Setting up before-job and after-job subroutines in DataStage

You use before-job and after-job subroutines to run built-in subroutines.

Before-job and after-job subroutines include running a script before the job runs or generating a report after the job successfully completes. A return code of 0 from the subroutine indicates success. Any other code indicates failure and causes an unrecoverable error when the job is run.

To set up a before-job or after-job subroutine, complete the following steps.
  1. Open a DataStage® flow, then click the Settings Settings icon icon.
  2. On the Settings page, click Before/after-job subroutines.
  3. Specify a before-job subroutine, an after-job subroutine, or both. Then, click Save.

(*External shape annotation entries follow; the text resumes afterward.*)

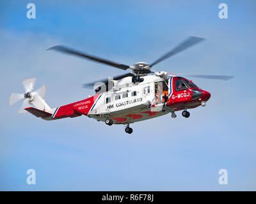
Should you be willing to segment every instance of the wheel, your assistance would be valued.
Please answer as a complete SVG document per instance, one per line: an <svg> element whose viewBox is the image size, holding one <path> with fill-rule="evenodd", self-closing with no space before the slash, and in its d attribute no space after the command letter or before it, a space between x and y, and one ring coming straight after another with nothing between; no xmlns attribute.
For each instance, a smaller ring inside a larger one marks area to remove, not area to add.
<svg viewBox="0 0 256 204"><path fill-rule="evenodd" d="M135 83L136 82L137 77L136 76L132 76L132 82Z"/></svg>
<svg viewBox="0 0 256 204"><path fill-rule="evenodd" d="M129 127L126 127L125 131L126 133L131 134L132 133L132 129Z"/></svg>
<svg viewBox="0 0 256 204"><path fill-rule="evenodd" d="M129 133L129 131L130 130L130 127L126 127L125 129L124 129L126 133Z"/></svg>
<svg viewBox="0 0 256 204"><path fill-rule="evenodd" d="M108 126L112 126L113 125L113 120L111 119L107 119L105 120L105 123Z"/></svg>
<svg viewBox="0 0 256 204"><path fill-rule="evenodd" d="M139 79L139 82L143 82L144 81L144 78L140 78Z"/></svg>
<svg viewBox="0 0 256 204"><path fill-rule="evenodd" d="M188 117L189 117L190 113L189 113L189 112L188 112L188 111L186 111L186 110L184 110L184 111L182 112L182 115L183 117L185 117L188 118Z"/></svg>
<svg viewBox="0 0 256 204"><path fill-rule="evenodd" d="M182 111L182 113L181 113L183 117L186 117L186 115L187 114L187 112L186 110Z"/></svg>

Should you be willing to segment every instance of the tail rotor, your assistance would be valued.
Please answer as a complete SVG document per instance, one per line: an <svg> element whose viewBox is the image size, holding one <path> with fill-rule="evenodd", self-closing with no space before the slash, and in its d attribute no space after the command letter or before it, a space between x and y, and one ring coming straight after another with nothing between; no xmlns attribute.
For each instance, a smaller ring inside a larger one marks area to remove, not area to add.
<svg viewBox="0 0 256 204"><path fill-rule="evenodd" d="M28 108L31 105L31 102L33 100L33 93L36 92L42 97L42 98L44 98L44 94L45 93L45 86L44 85L40 88L36 90L35 92L32 92L34 89L35 81L35 78L30 78L22 82L22 84L25 89L25 93L12 93L9 101L10 106L12 106L23 99L23 103L18 113L25 113L26 110L24 110L24 108Z"/></svg>

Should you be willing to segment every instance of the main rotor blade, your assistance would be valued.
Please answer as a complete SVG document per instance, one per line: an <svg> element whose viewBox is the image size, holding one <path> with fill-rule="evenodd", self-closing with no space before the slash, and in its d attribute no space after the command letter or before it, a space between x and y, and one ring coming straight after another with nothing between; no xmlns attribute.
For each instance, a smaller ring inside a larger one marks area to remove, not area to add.
<svg viewBox="0 0 256 204"><path fill-rule="evenodd" d="M112 61L108 61L106 59L104 59L102 58L93 56L93 55L89 55L88 54L86 54L86 53L84 53L84 52L82 52L80 51L77 51L77 50L71 49L70 48L68 48L67 47L63 46L63 45L54 46L54 47L52 47L47 49L47 50L56 50L56 51L63 52L63 53L65 53L67 54L76 55L76 56L79 56L79 57L84 57L88 59L90 59L90 60L97 62L100 62L100 63L103 63L103 64L108 64L109 66L112 66L113 67L115 67L116 68L121 69L123 70L126 70L130 68L129 66L116 63L116 62L112 62Z"/></svg>
<svg viewBox="0 0 256 204"><path fill-rule="evenodd" d="M24 99L24 96L22 94L16 94L16 93L12 93L11 96L10 97L10 105L12 106L13 104L17 103L18 101L20 101L21 99Z"/></svg>
<svg viewBox="0 0 256 204"><path fill-rule="evenodd" d="M31 103L29 102L28 99L26 99L23 101L22 105L21 105L21 107L20 110L19 110L18 113L24 113L26 112L26 111L24 110L25 108L28 108L31 106Z"/></svg>
<svg viewBox="0 0 256 204"><path fill-rule="evenodd" d="M172 50L171 51L167 52L164 55L163 57L160 57L156 61L154 61L153 63L150 64L150 66L153 66L157 63L159 63L163 60L174 55L175 54L180 52L189 47L195 45L200 41L204 40L205 39L198 38L198 37L194 37L194 36L190 36L189 37L187 40L186 40L184 41L181 43L180 45L179 45L177 47L176 47L174 49Z"/></svg>
<svg viewBox="0 0 256 204"><path fill-rule="evenodd" d="M35 92L37 92L42 98L44 98L45 94L45 85L44 84L41 87L35 91Z"/></svg>
<svg viewBox="0 0 256 204"><path fill-rule="evenodd" d="M125 78L127 76L135 76L134 74L132 74L131 73L126 73L124 75L114 76L114 77L113 77L113 80L119 80L121 78ZM83 87L86 89L92 89L92 88L93 88L95 85L96 87L99 87L101 85L107 83L108 82L108 78L105 78L105 79L103 79L101 80L97 80L95 82L84 84L83 85Z"/></svg>
<svg viewBox="0 0 256 204"><path fill-rule="evenodd" d="M26 93L32 91L36 80L35 78L30 78L22 82Z"/></svg>
<svg viewBox="0 0 256 204"><path fill-rule="evenodd" d="M177 75L177 73L168 73L171 75ZM179 74L179 75L182 76L189 76L189 77L196 77L196 78L209 78L209 79L217 79L227 81L232 78L233 76L225 76L225 75L188 75L188 74Z"/></svg>

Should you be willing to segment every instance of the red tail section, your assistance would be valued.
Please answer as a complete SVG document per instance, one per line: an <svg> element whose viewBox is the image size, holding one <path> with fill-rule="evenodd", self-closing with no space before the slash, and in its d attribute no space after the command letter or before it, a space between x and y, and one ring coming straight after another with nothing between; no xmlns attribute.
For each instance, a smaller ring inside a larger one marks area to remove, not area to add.
<svg viewBox="0 0 256 204"><path fill-rule="evenodd" d="M52 118L59 119L68 117L75 117L82 114L87 115L100 96L101 94L98 94L80 101L58 107Z"/></svg>
<svg viewBox="0 0 256 204"><path fill-rule="evenodd" d="M50 113L32 107L26 108L25 110L38 117L45 117L52 115Z"/></svg>

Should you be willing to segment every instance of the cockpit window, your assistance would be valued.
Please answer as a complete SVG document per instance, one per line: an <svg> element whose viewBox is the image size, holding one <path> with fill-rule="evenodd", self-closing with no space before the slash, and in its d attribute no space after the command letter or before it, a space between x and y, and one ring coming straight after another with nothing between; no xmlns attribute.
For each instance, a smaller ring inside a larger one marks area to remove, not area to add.
<svg viewBox="0 0 256 204"><path fill-rule="evenodd" d="M185 82L182 80L177 80L175 81L175 90L180 91L185 90L188 89L188 86L186 85Z"/></svg>
<svg viewBox="0 0 256 204"><path fill-rule="evenodd" d="M189 88L197 88L196 85L189 80L185 80L186 84L187 84Z"/></svg>

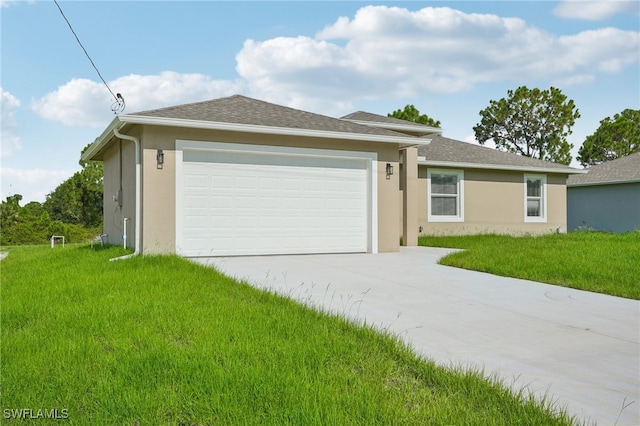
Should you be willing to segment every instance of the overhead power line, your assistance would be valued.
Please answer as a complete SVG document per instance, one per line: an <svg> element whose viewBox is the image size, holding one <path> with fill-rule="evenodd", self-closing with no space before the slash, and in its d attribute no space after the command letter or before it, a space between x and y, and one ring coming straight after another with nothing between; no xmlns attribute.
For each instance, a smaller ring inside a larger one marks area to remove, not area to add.
<svg viewBox="0 0 640 426"><path fill-rule="evenodd" d="M96 72L98 73L98 76L100 77L100 80L102 80L102 83L104 83L104 85L107 88L107 90L109 90L109 93L111 93L111 96L113 96L113 99L115 99L115 102L111 105L111 111L113 111L115 114L118 114L119 112L124 111L124 108L125 108L124 98L122 97L122 95L120 93L118 93L118 94L114 94L113 93L113 90L111 90L111 87L109 87L109 85L107 84L107 82L104 79L104 77L102 77L102 74L100 73L100 70L98 69L96 64L93 62L93 59L91 59L91 56L89 56L89 52L87 52L87 49L85 49L84 45L80 41L80 38L78 37L78 34L76 34L76 31L73 29L73 26L71 26L71 22L69 22L69 19L67 19L66 15L62 11L62 8L60 7L60 4L58 4L58 0L53 0L53 2L58 7L58 10L60 11L60 14L64 18L64 20L67 22L67 25L69 26L69 29L71 30L71 33L73 33L73 36L76 38L76 41L78 42L78 44L80 45L80 47L84 51L84 54L87 56L87 59L89 59L89 62L91 62L91 65L93 65L93 69L95 69Z"/></svg>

Using custom Python code in subroutines

You can install Python packages to run scripts in before-job and after-job subroutines.
  1. Open a DataStage flow, navigate to Settings Settings icon, and click Before/after-job subroutines.
  2. Under Built-in subroutine to execute, choose Execute shell command.
  3. In the Shell command text box, enter a command to create a directory for your modules under /px-storage and a command to install the desired modules. This example command installs modules in the directory pip_modules.
    mkdir -p /px-storage/pip_modules && pip3 install <modulename1> <modulename2> --target /px-storage/pip_modules –user
  4. Save and execute the flow.
  5. To enable non-root users to execute your script, append the file path of the module directory at the top of your Python script. Following the previous example:
    import sys
    sys.path.append("/px-storage/pip_modules")
  6. Replace the command in the Shell command text box with a command to call the Python script with its filepath. This example calls the script test_data.py from /ds-storage/ing_py_env.
    python3 /ds-storage/ing_py_env/test_data.py
  7. Save and execute the flow.

Using cpdctl in before and after job routines

You can use the command line (cpdctl) in before and after your job routines.

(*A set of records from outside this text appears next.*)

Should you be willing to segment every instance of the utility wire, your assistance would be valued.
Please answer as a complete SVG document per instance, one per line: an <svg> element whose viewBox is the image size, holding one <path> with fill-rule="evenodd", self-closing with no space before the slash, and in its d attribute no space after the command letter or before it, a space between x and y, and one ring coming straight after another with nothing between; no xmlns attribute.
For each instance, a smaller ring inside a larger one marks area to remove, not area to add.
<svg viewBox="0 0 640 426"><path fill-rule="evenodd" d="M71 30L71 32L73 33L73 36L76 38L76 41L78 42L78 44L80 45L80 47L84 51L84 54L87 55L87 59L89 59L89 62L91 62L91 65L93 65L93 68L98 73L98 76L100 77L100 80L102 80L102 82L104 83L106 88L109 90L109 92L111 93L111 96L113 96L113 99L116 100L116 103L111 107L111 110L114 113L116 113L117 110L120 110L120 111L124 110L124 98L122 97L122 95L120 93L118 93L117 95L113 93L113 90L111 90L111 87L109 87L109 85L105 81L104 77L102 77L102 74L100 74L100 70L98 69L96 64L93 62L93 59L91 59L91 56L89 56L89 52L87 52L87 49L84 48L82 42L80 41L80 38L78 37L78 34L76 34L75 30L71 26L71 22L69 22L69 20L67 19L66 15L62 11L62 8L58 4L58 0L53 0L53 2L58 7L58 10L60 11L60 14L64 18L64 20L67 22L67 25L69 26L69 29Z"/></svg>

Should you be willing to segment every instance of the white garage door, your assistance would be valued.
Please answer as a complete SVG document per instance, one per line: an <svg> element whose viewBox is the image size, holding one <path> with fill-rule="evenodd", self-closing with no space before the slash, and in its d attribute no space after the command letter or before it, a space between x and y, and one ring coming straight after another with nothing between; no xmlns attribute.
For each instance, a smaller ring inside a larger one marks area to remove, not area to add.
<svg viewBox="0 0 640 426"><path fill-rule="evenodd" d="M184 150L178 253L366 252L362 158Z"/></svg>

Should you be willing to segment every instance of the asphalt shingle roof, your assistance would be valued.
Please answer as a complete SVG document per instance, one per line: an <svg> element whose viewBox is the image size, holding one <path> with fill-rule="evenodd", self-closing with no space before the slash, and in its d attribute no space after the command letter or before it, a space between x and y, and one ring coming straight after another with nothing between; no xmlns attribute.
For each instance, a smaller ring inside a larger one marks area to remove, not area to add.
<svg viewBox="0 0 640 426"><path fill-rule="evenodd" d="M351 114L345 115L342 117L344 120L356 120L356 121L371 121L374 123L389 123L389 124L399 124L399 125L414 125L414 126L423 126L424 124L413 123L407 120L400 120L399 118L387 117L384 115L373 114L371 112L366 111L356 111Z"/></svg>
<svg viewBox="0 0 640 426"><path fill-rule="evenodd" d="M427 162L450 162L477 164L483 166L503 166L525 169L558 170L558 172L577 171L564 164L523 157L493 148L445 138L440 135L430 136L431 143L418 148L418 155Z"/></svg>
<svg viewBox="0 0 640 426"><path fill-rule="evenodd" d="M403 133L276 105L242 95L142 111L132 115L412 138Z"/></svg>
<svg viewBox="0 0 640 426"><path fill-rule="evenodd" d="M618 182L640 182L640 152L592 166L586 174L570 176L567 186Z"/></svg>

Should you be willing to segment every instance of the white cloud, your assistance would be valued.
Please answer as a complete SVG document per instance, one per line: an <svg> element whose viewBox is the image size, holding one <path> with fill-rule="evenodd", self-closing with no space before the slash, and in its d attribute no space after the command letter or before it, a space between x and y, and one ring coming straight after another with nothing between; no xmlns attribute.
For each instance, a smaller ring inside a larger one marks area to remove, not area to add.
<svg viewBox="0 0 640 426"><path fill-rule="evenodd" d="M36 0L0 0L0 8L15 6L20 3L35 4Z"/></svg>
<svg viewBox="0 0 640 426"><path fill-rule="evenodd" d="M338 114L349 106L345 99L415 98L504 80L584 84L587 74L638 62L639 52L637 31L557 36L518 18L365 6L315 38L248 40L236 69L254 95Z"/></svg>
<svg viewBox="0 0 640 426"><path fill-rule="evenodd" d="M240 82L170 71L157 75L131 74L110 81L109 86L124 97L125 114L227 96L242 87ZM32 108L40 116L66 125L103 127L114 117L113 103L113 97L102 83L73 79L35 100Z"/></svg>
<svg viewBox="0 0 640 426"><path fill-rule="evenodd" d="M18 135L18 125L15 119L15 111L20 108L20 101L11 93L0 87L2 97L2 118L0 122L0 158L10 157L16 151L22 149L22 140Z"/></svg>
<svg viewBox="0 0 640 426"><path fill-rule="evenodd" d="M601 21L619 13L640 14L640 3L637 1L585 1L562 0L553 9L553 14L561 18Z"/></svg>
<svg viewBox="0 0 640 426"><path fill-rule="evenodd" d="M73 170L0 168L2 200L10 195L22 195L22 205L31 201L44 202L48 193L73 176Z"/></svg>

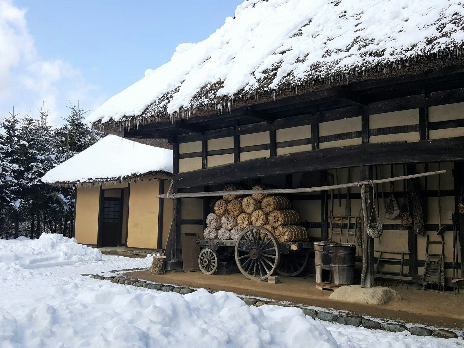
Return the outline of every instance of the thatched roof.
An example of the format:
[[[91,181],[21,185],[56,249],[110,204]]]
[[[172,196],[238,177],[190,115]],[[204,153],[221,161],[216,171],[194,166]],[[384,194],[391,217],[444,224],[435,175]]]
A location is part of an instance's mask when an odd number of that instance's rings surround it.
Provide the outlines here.
[[[87,186],[146,177],[170,179],[172,171],[172,150],[109,135],[50,170],[42,181]]]
[[[381,78],[392,69],[405,73],[415,64],[425,69],[425,61],[460,57],[463,3],[246,1],[209,38],[179,45],[171,61],[147,70],[87,121],[111,131],[204,114],[205,110],[224,112],[238,104],[297,94],[309,86],[346,84],[365,75]]]

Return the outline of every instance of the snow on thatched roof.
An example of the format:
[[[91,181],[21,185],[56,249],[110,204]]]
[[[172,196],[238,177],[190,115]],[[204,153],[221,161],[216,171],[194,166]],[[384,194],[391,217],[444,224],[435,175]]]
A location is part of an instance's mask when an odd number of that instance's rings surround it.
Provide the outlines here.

You can find cpdctl binary in the /px-storage/tools/cpdctl directory. If you want to update the cpdctl to the latest version, you can download the specific version from this page: https://github.com/IBM/cpdctl/releases. Use the following command to copy the cpdctl version:
 oc cp cpdctl ds-px-default-ibm-datastage-px-runtime-7d77747cfc-sjngt:/px-storage/tools/cpdctl/cpdctl

To execute cpdctl commands, complete the following steps.

  1. Open a DataStage flow, go to Settings Settings icon, and click Before/after-job subroutines.
  2. Under Built-in subroutine to execute, choose Execute shell command.
  3. In the Shell command text box, enter a cpdctl command that you want to run, for example
    cpdctl project list
  4. If you want to run the flow from the canvas, you can create a local parameter on your job canvas.
    1. On the canvas, click Add parameters, and then Create parameter.
    2. In the Name field, specify the parameter name as $ENABLE_CPDCTL.
    3. Choose the String type and enter a value 1 in the Default value field.
  5. If you want to use the cpdctl command line to run your job, use the following command to configure the job with the variable ENABLE_CPDCTL.
    cpdctl dsjob run --project-name --job --env ENABLE_CPDCTL=1
  6. Save and run the job with the specified environment option ENABLE_CPDCTL=1.